Posted On : November 09, 2021

Massive discom losses—stemming from states’ largesse to certain groups of power consumers in the form of large subsidies and inability to act against power theft—are rightly blamed for not just impacting other power-sector players but also for some of the NPA mess in the banking sector. States have often been accused of insincere action on improving discom finances. However, a report by the Power Finance Corporation shows, just before Covid, discoms were attempting healing, with state governments playing a meaningful, if not catalysing, role.
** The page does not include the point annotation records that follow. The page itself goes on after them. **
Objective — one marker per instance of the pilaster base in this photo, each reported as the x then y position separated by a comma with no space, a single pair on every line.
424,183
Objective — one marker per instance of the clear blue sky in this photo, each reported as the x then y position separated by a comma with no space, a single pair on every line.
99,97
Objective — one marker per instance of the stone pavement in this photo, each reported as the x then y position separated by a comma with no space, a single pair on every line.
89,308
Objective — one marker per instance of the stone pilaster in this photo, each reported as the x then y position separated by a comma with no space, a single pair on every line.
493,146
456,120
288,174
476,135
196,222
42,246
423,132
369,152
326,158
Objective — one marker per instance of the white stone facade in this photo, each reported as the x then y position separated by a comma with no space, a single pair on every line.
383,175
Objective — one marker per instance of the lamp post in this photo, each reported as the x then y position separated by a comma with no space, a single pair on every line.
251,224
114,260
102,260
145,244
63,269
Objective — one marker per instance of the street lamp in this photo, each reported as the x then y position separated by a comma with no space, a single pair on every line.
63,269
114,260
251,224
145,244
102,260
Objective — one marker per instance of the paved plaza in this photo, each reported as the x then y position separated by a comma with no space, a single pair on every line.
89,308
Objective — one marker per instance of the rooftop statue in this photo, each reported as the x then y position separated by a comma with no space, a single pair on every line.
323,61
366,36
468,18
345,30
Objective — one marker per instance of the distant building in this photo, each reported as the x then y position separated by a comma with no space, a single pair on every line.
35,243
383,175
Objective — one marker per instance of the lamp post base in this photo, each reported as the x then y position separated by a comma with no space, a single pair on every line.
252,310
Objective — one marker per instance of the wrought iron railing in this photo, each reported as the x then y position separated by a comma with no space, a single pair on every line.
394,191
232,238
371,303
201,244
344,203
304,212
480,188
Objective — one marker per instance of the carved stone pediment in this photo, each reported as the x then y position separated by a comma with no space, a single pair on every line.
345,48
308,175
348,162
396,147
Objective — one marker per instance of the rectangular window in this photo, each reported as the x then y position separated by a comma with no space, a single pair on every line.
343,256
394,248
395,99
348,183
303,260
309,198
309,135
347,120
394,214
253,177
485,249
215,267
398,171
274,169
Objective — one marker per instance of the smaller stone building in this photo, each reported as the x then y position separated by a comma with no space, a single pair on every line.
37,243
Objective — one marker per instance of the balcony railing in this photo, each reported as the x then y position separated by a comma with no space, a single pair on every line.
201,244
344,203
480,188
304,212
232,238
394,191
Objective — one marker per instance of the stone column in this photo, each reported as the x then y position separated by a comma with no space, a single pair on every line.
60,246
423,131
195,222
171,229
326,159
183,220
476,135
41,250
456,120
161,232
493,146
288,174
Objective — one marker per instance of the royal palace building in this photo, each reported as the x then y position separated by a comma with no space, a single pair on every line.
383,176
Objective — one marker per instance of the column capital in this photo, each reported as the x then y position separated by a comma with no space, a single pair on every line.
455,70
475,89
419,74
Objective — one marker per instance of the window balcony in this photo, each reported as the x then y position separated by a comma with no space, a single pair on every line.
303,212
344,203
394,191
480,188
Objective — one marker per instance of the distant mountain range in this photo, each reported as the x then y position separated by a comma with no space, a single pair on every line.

In FY20, aggregate discom losses fell to Rs 31,672 crore from Rs 49,103 crore in FY19; however, this was higher than FY18’s Rs 27,966 crore.
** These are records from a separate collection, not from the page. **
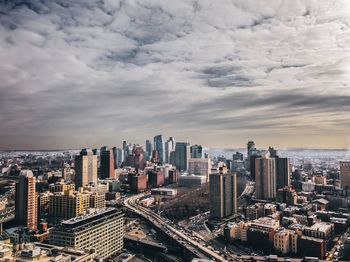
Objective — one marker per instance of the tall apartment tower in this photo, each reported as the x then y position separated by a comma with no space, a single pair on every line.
196,151
107,163
26,212
265,177
85,168
182,155
223,194
282,172
169,147
159,147
345,174
149,149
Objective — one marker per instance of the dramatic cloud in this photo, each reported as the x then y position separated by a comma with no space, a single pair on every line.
86,73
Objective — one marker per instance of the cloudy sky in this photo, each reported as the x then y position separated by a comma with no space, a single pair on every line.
87,73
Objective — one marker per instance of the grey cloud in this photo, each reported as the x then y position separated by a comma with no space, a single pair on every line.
108,69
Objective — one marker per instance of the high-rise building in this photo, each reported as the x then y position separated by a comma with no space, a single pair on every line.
182,155
118,157
345,175
250,146
102,231
26,209
196,151
282,172
199,167
107,163
149,149
169,147
265,177
159,147
85,168
223,194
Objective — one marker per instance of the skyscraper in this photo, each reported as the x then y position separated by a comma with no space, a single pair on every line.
169,147
149,149
182,155
85,168
107,163
265,177
26,201
250,145
345,174
159,147
118,157
196,151
223,194
282,172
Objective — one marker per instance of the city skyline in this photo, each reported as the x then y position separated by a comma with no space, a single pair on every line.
218,74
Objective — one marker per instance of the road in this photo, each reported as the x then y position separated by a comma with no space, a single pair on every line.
160,222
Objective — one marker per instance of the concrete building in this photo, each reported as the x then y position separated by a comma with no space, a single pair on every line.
283,172
345,175
287,195
107,163
196,151
26,200
191,181
265,177
182,155
85,168
169,147
138,183
102,230
199,167
159,147
223,194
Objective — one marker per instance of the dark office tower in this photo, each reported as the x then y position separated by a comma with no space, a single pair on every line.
237,156
26,209
169,147
85,168
265,177
159,147
196,151
107,163
250,146
149,149
223,194
117,157
254,153
182,155
273,151
283,172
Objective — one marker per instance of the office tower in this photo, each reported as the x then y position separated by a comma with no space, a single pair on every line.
254,153
282,172
159,147
117,157
196,151
345,175
223,194
265,177
182,155
107,163
26,201
272,151
138,183
149,149
238,156
199,166
102,230
169,147
85,168
250,146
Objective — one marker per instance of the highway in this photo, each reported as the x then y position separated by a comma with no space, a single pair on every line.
181,237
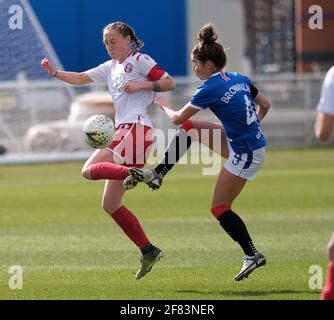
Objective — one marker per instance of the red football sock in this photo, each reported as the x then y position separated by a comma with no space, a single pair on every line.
108,170
131,226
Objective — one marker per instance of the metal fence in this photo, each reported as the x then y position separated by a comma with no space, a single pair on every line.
43,104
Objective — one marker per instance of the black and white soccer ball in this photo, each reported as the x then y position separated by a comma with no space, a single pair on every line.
99,131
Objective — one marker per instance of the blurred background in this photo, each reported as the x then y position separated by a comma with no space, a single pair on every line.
285,46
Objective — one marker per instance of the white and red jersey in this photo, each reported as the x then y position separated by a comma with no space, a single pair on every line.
129,107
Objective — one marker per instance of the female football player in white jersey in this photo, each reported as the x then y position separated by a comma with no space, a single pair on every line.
324,124
132,78
232,98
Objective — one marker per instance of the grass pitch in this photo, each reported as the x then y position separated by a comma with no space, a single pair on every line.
52,225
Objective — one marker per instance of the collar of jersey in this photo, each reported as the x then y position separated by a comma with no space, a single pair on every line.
126,56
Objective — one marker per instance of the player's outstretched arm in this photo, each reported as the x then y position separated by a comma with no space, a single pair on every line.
70,77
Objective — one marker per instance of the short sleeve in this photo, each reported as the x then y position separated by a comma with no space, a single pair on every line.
326,103
99,74
203,98
149,68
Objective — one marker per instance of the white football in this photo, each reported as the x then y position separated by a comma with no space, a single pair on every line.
99,131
State governments paying a larger chunk of the subsidy billed contributed in no small measure—the subsidy received by state sector distribution utilities in FY20 was 94.58%, up from 89.05% in FY19 (marginally lower than FY18’s 95.19%). That said, the subsidy bill for all discoms, in absolute terms, has grown by 8% over FY19 and a whopping 29% over FY18. The subsidy gap, both in terms of billed and received, may be back to FY18 levels after having shot up in FY19, but the discoms have been able to make very little headway in billing efficiency and lowering AT&C losses, while collection efficiency has fallen, albeit marginally.



     

The AT&C losses for state-owned discoms, at 21.7%, were a long way from the UDAY target of 15% by FY19; indeed, thanks to the poor progress, the Rs 3 lakh crore “reforms-based and results-linked, revamped distribution sector” (RRRD) scheme moved the deadline to 2024-25.

While the states and the Centre reached a consensus on the RRRD scheme, the former sought and received an extension of the deadline for submission of their plans for turnaround; with so much of the scheme’s successful implementation riding on them, state governments must square off potential political dividends from large subsidies with fiscal pragmatism.

As this newspaper reported recently, state governments, along with departmental undertakings and companies under them, owed Rs 1.58 lakh crore to discoms at June-end; at Rs 97,088 crore, the unpaid bills of government departments (including civic bodies) was 1.6 times the subsidy payments due from the state governments. For perspective, discom overdues to gencos is at Rs 1.02 lakh crore at present, up from Rs 97,000 crore at the end of August. With the pandemic having hit MSMEs hard, revenue from commercial consumers is likely to get hit; so, discoms may be staring at larger losses even as the subsidy burden increases with lesser room to cross-subsidise household and agricultural consumers through larger tariffs on industrial consumers. Thus, for the RRRD scheme to work, states will need to reassess subsidies to consumer groups even as discoms work on improving billing and collection efficiency and lowering AT&C losses.

Most discoms won’t be able to face the competition from de-licensing of the distribution space that the draft Electricity (Amendment) Bill proposes. Sure, de-licensing needs an actionable plan—and to that end, key questions that ‘separation of carriage and content’ initiative faced (since this is conceptually similar) need answering. Nevertheless, discoms must gear up well in time, or simply cede space.